Sunday, May 13, 2012

Primary Abstract vs Secondary Concrete, plus a preview

Journey To Chaos part 1: A Mage's Power Chapter 7: The Joust, a fantasy fiction - FictionPress.com

Chapter seven is a pivotal chapter. It is the start of the secondary conflict. Though it is secondary it is of great importance to the plot and the nature of the world. I need this plot to accomplish my most important goal with this book: for the reader to accept Tariatla as a 'real world with magic' instead of a 'magical world'.

Magical Worlds are always less real to the reader because they are magical. They contain things that don't exist in reality and the default notion is that they aren't real even inside the world of the story. Tvtropes describes this tendency in detail but the gist of it is the idea that only 'present day Earth' counts as real and anything else is by default 'not real' and instead some kind of metaphor. The purpose of the  secondary conflict is to avert this.

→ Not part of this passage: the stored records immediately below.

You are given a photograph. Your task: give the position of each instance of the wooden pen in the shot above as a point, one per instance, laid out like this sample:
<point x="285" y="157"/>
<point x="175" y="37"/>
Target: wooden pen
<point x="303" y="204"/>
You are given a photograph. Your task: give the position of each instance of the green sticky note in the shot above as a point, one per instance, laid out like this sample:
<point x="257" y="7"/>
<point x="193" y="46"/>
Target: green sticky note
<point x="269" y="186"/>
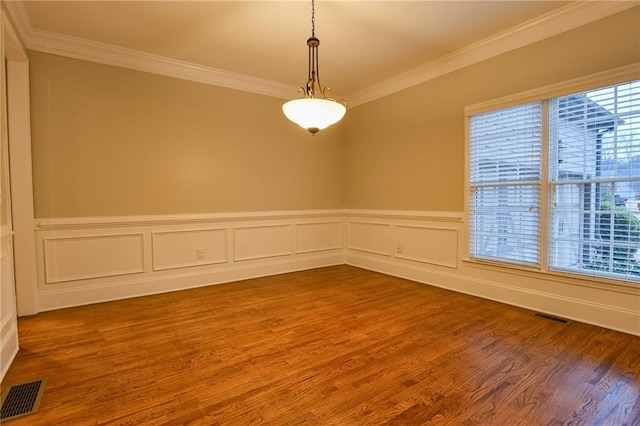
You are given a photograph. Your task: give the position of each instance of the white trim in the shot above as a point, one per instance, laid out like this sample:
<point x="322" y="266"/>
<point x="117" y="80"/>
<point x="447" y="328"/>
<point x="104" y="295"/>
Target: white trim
<point x="563" y="19"/>
<point x="580" y="84"/>
<point x="436" y="216"/>
<point x="156" y="284"/>
<point x="556" y="22"/>
<point x="47" y="224"/>
<point x="612" y="317"/>
<point x="49" y="253"/>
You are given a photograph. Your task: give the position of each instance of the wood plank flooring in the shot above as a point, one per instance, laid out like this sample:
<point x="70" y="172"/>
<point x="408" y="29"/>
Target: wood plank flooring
<point x="330" y="346"/>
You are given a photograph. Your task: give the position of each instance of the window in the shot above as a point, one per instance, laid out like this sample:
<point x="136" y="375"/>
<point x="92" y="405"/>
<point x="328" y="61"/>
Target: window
<point x="569" y="166"/>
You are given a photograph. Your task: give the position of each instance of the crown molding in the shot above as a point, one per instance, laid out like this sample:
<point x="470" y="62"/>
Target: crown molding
<point x="561" y="20"/>
<point x="87" y="50"/>
<point x="564" y="19"/>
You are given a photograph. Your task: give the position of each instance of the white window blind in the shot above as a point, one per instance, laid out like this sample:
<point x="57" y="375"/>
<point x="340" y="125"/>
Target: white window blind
<point x="594" y="166"/>
<point x="505" y="181"/>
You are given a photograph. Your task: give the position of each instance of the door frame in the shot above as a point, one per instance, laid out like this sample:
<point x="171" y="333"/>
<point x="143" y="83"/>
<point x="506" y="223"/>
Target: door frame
<point x="20" y="168"/>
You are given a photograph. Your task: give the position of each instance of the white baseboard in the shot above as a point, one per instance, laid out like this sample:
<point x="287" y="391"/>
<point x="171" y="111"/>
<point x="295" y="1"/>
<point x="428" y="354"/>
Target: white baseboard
<point x="91" y="260"/>
<point x="8" y="345"/>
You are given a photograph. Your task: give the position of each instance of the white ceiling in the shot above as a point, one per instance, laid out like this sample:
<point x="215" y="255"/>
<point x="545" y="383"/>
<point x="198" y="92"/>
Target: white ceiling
<point x="368" y="48"/>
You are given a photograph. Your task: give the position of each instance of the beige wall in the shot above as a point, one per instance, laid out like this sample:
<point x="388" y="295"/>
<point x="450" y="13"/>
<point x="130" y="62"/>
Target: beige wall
<point x="109" y="142"/>
<point x="406" y="151"/>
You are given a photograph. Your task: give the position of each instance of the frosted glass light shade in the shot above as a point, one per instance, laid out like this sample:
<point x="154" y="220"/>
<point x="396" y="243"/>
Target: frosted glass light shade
<point x="314" y="114"/>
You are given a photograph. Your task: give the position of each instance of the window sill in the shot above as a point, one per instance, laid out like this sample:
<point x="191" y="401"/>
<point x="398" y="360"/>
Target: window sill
<point x="608" y="284"/>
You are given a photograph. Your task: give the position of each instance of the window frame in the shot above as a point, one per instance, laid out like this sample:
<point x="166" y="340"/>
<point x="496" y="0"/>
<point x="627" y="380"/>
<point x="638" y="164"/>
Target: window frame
<point x="542" y="94"/>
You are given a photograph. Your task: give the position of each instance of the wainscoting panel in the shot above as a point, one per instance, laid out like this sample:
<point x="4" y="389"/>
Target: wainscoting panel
<point x="97" y="259"/>
<point x="261" y="241"/>
<point x="318" y="236"/>
<point x="84" y="257"/>
<point x="186" y="248"/>
<point x="91" y="260"/>
<point x="438" y="246"/>
<point x="370" y="237"/>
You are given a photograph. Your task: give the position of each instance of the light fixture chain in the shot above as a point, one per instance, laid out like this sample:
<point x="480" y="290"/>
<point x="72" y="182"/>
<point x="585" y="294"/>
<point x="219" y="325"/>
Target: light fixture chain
<point x="313" y="18"/>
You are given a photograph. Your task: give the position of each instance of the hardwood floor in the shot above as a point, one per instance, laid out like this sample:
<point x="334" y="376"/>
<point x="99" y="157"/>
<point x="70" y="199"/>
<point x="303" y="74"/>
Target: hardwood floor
<point x="331" y="346"/>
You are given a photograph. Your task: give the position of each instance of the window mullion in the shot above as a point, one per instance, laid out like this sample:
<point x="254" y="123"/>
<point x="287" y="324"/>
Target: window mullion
<point x="545" y="192"/>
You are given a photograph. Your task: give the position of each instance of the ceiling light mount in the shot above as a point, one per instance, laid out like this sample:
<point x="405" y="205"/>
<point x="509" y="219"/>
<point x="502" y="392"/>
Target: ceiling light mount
<point x="315" y="110"/>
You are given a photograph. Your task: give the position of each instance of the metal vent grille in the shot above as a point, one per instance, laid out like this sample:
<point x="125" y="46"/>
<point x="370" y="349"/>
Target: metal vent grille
<point x="552" y="318"/>
<point x="21" y="400"/>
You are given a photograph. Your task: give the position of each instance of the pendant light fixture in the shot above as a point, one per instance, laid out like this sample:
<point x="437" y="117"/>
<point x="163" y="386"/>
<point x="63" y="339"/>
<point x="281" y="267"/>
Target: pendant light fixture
<point x="315" y="110"/>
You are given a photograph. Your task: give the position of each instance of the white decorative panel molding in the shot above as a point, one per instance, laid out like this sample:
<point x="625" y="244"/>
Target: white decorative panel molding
<point x="318" y="236"/>
<point x="261" y="241"/>
<point x="370" y="237"/>
<point x="78" y="258"/>
<point x="438" y="246"/>
<point x="185" y="248"/>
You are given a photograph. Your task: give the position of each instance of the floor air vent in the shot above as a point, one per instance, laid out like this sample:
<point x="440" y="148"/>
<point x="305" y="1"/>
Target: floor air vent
<point x="552" y="318"/>
<point x="21" y="400"/>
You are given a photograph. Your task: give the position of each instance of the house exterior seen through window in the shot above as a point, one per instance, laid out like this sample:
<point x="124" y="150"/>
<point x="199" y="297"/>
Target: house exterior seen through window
<point x="571" y="163"/>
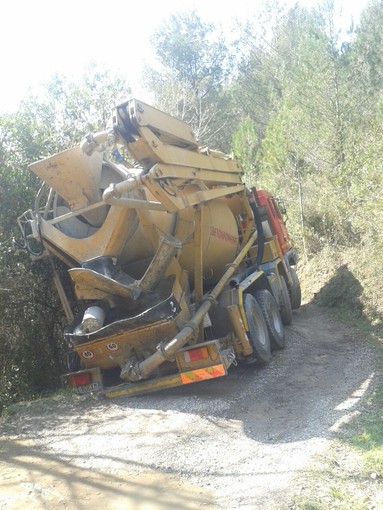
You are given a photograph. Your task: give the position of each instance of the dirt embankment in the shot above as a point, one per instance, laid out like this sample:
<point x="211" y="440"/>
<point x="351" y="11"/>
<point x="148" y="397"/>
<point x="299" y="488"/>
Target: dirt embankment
<point x="236" y="442"/>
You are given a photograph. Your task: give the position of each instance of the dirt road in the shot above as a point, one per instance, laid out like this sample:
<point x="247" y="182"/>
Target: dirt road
<point x="237" y="442"/>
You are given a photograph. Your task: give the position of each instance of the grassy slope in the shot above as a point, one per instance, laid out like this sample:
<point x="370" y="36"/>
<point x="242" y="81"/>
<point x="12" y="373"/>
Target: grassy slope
<point x="349" y="474"/>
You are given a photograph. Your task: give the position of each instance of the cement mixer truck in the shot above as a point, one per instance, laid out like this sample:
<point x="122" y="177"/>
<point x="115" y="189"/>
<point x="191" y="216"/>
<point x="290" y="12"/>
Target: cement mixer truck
<point x="177" y="271"/>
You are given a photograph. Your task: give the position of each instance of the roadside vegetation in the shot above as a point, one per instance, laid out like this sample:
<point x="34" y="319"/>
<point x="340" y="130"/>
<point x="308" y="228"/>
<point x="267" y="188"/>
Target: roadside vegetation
<point x="298" y="103"/>
<point x="349" y="472"/>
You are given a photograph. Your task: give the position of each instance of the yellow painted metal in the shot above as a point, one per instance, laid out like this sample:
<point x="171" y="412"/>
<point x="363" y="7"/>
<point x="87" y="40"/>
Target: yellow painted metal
<point x="198" y="258"/>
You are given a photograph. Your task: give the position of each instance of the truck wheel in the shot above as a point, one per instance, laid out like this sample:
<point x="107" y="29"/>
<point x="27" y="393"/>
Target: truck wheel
<point x="272" y="317"/>
<point x="295" y="290"/>
<point x="258" y="334"/>
<point x="285" y="303"/>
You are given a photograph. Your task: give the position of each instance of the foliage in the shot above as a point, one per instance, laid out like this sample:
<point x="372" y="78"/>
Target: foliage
<point x="193" y="66"/>
<point x="301" y="108"/>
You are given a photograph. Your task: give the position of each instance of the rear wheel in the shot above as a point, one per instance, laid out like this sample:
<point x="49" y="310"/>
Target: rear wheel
<point x="295" y="290"/>
<point x="272" y="317"/>
<point x="258" y="334"/>
<point x="285" y="303"/>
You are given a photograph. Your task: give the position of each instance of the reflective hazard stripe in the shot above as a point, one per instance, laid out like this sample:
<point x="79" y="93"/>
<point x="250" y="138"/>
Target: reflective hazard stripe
<point x="202" y="374"/>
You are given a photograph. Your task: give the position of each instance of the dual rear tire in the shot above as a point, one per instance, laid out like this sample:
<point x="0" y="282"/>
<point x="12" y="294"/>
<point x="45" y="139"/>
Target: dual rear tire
<point x="265" y="325"/>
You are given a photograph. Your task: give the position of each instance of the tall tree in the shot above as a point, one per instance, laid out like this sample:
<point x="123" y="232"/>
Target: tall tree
<point x="194" y="63"/>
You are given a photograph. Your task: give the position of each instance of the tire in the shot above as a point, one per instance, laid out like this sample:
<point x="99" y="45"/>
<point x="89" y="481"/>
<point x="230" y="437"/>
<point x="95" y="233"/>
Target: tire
<point x="272" y="317"/>
<point x="258" y="334"/>
<point x="285" y="308"/>
<point x="295" y="290"/>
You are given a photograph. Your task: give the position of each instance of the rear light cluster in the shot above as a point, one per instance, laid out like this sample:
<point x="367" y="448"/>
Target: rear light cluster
<point x="196" y="354"/>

The primary conflict is Eric's lack self-confidence and his trials to overcome it, but that is an abstract conflict. If I wanted to make that the front and center conflict than the story would have to be metaphorical. The world itself would be different; not a real place but subconscious taken form. A secondary conflict that exists apart from Eric is needed to ground the action in 'reality'. Until now that conflict has been Eric settling into his new world (finding a job, a home, etc) and while that was useful for world building one cannot 'settle in' for two hundred pages. The real danger begins now.